True to his word, Zatzman said he “actively worked and organized to defeat” Manly, whom he describes as “Parliament’s number one anti-Israel legislator,” this past September, though he did not provide further detail. Manly did not respond to a request for comment from JI.

Atwin, for her part, won reelection as a Liberal in New Brunswick this September. “I hoped to defeat her,” Zatzman said, “but was much more active in the Manly situation.”

As for other leadership candidates, Dimitri Lascaris, who competed in a close race against Paul last cycle, said he is mulling options. “I have not yet made a decision,” Lascaris, a lawyer in Montreal, told JI via email. “I am currently consulting with friends, family and colleagues in the Green Party about the possibility of my mounting another leadership bid. Completing those consolations will take me some time.”

In 2018, Lascaris drew scrutiny when he suggested that two Jewish members of Parliament were more loyal to “apartheid Israel” than their own party — comments that Trudeau criticized as “vile antisemitic smears.”

The next leader will likely help indicate what direction the party is headed. But given his recent experience, Zatzman is cynical that the outcome will be positive for Israel supporters, not least because Manly seems poised for a comeback after losing his seat. 

Either way, Zatzman has no regrets about speaking out last May, despite the blowback. “I’m very proud of what I did,” he told JI. “Whatever I do for the rest of my life, I will be standing with the Jewish people and with Israel, no matter what the consequences are.”

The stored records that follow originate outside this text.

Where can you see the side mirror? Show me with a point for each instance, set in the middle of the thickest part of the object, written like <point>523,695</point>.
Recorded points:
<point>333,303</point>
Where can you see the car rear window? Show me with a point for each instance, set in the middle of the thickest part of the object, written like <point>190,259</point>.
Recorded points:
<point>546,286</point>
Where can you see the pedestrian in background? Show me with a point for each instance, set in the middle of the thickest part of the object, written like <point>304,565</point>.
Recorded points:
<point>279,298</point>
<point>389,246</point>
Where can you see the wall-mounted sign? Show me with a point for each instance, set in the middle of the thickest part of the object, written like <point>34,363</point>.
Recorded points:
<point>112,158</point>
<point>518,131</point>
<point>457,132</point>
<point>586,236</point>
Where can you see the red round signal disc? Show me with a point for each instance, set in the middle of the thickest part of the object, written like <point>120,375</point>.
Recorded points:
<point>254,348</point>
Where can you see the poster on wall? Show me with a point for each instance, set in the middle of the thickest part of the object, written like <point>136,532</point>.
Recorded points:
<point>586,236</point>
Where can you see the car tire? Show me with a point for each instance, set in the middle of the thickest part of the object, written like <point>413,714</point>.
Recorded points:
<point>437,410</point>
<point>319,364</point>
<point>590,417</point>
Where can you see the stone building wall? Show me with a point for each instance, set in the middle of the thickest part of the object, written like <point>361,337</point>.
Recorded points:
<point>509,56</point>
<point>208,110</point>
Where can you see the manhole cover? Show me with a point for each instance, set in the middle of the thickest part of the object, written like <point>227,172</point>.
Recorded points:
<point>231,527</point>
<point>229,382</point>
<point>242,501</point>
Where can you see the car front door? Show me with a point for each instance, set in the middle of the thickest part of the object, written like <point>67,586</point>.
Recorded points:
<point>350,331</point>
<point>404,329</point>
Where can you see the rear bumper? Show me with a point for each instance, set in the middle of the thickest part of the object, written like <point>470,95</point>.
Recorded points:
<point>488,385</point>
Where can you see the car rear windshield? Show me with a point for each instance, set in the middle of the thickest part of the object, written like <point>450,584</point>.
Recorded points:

After months of tumult, Zatzman was hired last month as a principal at Aurora Strategy Group, a public relations firm in Toronto whose environment he has found to be much more hospitable than his previous role. Just last week, the firm announced that it would be opening new offices in Israel as well as the United Arab Emirates. 

But while Zatzman — and Paul, whose future outside the party remains an open question — have since moved on, active Green members are still assessing the damage. Yo, the Green operative and former Paul campaign staffer, believes the party now stands at a “consequential and existential crossroads” that will only be rectified with a level of widespread “inclusivity” he isn’t sure all members are capable of mustering at the moment.

In the meantime, he is left wondering who, if anyone, has gained in the equation. Atwin, he notes, left the party only to walk back her previous criticism of Israel after joining the Liberals. Manly lost his seat, he adds, while Paul lost the election, along with her leadership position, and is no longer a member of the party. Zatzman lost his contract, Yo said, and left the party as well.

“It just feels so tragic because for all the energy spent, all the media coverage, all that people have suffered, I don’t think we’ve improved anything for anyone,” Yo told JI. “It’s heartbreaking that this is the outcome.”